TOKİ bugüne kadar çok önemli bir iş başardı. Hangi perspektiften bakarsak bakalım. Dünyanın her yerinde 10 yılda 600bin konutu 2.600 farklı noktada yapmak kolay iş değil. Eğer Türkiye’nin %20’lik nüfusunda alt kesim ancak sosyal konut proje kapsamında konut sahibi olabilecekse; bizim önümüzdeki 15 yılda 15 milyon konutu yaparken bunların sadece 2.5 – 3 milyonunu sosyal konut statüsünde belki bir o kadarını da olta – alt gruba yönelik yapma gerekliliğimiz var. TOKİ’ye baktığımızda 10 yılda 600 bin, yılda ortalama 60bin konut yapabiliyor ama biz 3 milyon konuttan bahsediyoruz. TOKİ şu anki kapasitesini ancak ikiye katlarsa biz kentsel dönüşümü tamamlayabiliriz. Böyle bir imkan olmadığı için de bizim özel sektörü ne yapıp edip oyunun içine katmamız gerekiyor.
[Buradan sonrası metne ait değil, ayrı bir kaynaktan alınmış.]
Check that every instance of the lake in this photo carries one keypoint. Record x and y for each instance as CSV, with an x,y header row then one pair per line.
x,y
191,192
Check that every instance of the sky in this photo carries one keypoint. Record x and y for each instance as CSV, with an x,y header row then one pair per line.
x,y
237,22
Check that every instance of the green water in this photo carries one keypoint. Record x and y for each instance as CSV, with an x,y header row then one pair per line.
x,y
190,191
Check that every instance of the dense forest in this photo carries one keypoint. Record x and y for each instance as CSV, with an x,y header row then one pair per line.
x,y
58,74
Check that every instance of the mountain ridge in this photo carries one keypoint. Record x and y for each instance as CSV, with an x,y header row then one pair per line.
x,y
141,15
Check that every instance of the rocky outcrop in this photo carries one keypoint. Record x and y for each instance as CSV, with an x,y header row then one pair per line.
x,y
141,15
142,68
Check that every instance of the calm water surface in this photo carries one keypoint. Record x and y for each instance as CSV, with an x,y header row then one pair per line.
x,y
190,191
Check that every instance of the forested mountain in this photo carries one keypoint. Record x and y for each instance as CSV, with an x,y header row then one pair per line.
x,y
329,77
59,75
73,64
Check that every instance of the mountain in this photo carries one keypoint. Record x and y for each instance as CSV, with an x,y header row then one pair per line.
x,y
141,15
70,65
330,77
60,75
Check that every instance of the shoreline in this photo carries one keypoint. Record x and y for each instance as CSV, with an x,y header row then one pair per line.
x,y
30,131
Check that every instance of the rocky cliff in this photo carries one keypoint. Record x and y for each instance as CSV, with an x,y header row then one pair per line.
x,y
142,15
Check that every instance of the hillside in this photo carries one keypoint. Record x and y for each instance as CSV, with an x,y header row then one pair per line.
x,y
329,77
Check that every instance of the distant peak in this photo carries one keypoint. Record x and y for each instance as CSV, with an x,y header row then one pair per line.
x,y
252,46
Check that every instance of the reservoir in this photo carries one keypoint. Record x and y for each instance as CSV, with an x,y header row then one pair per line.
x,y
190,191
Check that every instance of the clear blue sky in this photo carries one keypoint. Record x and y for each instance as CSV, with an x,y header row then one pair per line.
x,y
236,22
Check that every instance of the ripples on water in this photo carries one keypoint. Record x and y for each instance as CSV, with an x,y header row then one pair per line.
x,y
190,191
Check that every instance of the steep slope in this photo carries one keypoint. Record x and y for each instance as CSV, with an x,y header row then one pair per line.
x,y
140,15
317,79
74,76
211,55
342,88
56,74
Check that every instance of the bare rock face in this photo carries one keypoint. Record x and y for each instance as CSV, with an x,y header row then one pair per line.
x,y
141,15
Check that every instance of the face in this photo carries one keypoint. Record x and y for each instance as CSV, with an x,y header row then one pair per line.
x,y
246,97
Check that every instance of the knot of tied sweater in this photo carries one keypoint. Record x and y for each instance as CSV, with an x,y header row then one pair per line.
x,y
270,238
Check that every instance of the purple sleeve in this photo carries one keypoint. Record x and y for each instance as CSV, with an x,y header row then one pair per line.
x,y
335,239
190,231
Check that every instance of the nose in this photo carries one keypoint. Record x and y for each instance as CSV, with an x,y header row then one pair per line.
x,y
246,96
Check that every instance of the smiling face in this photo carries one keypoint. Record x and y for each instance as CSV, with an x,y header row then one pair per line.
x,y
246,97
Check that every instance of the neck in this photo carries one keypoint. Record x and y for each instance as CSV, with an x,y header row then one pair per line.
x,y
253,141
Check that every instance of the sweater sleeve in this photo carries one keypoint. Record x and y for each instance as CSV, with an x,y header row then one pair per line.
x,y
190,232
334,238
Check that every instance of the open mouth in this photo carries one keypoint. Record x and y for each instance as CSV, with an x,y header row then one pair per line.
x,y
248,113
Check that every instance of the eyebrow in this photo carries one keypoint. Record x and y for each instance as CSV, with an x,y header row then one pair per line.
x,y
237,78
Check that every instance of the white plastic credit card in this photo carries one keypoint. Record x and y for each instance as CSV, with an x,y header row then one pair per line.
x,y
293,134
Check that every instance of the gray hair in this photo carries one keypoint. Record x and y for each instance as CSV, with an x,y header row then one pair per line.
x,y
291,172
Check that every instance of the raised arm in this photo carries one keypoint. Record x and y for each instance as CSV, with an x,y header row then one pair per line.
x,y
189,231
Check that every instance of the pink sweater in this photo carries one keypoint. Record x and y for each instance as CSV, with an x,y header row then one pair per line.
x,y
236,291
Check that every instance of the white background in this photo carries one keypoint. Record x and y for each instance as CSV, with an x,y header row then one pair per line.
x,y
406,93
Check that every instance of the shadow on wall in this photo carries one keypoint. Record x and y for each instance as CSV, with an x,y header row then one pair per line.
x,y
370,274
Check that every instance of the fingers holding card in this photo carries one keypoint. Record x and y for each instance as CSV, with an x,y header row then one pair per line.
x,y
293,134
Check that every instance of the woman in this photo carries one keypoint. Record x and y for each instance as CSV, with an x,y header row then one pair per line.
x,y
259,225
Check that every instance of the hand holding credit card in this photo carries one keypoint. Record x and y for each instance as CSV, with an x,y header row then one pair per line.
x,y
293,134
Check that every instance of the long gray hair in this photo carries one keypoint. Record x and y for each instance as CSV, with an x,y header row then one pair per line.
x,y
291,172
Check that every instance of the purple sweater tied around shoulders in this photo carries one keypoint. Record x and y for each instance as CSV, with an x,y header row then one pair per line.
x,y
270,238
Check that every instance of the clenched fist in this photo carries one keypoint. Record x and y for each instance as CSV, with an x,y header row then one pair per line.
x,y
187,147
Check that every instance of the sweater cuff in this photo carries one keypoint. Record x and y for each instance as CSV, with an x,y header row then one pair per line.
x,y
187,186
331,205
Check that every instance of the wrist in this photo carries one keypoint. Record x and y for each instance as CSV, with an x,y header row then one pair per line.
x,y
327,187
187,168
Tabi şunu da unutmamak gerekiyor ki uygulamış olduğu sosyal konut politikaları sebebiyle TOKİ’ye Afrika’nın belki akla gelen bütün ülkeleri ve hatta Orta Amerika ülkeleri dahil yaklaşık 60’dan fazla ülkeden talep geldi. Hepsinin istediği şey uygulanan modeli kendi ülkelerinde de hayat geçirmekti Bugün Dünya Bankası ve BM’in konu başlıklara baktığınızda konut konusunun en başta geldiğini göreceksiniz.
Bu noktada TOKİ’ye bir enternasyonal boyut katılarak, Türk inşaat sektörünü ve Türk İnşaat malzemecilerini yanına alarak dışa açılsa dünyada 2050’ye kadar 600 milyon konut yapılacak ki buradaki pazar büyüklüğünü düşünün. Bugün Türkiye’nin 3 katı kadar ki potansiyel Türkiye’nin dışında var!
7 milyona yakın konutun yıkılıp yeniden yapılması için finans kaynakları yeterli mi? Kentsel dönüşüm projelerinin büyüklüğü göz önüne alındığında dönüşümün kat karşılığı, yap-sat ve ön satış gibi geleneksel yöntemlerle finanse edilmesinin zor olduğunu düşünüyorum. Dönüşüme finans sağlanabilmesi için araçların çeşitlendirilmesine ihtiyaç var. Bu konuda, özellikle gayrimenkul sertifikaları, sukuk, GYO’lar ( Gayrimenkul Yatırım Ortaklıkları) ve GYF’ler (Gayrimenkul Yatırım Fonları) gibi SPK tarafından piyasaya sunulan yeni düzenlemeler ve Bireysel Emeklilik Fonları (BES) alternatif oluşturarak önemli bir rol oynayabilirler.
Bununla birlikte büyük ölçekli kentsel dönüşüm hareketine hız kazandırılması için teşvik mekanizmalarının harekete geçirilmesi gerekiyor. Teşvikler ile hem mal sahipleri konutlarını yenilemeye teşvik edilebilir, hem de geliştiriciler ve yatırımcılar özendirilebilir.
Yeşil Dönüşüm Şart: Unutmayalım ki dünyanın en ucuz enerjisi, üretilen değil tasarruf edilen enerjidir! 1 birim paranın enerji üretimi yerine enerji tasarrufunda kullanılması, 6.6 kat verimlilik farkı sağlıyor. Yani 100 milyon doları 50 megavatlık bir santral yapmak için harcamak yerine enerji verimliliğini sağlamak için bir binada kullansanız 335 megavat ekstra enerji sağlamış oluyorsunuz.
Kentsel dönüşüm kapsamında yenilenmesi planlanan yaklaşık 7 milyon konutun yeşil olması durumunda 2023’e kadar 26 milyar dolarlık enerji ve su tasarrufu sağlanacaktır. Binaların faydalı ömrünün 50 -60 yıl olduğu dikkate alındığında, esasen gerçek tasarruf miktarı 150 milyar doları aşacaktır.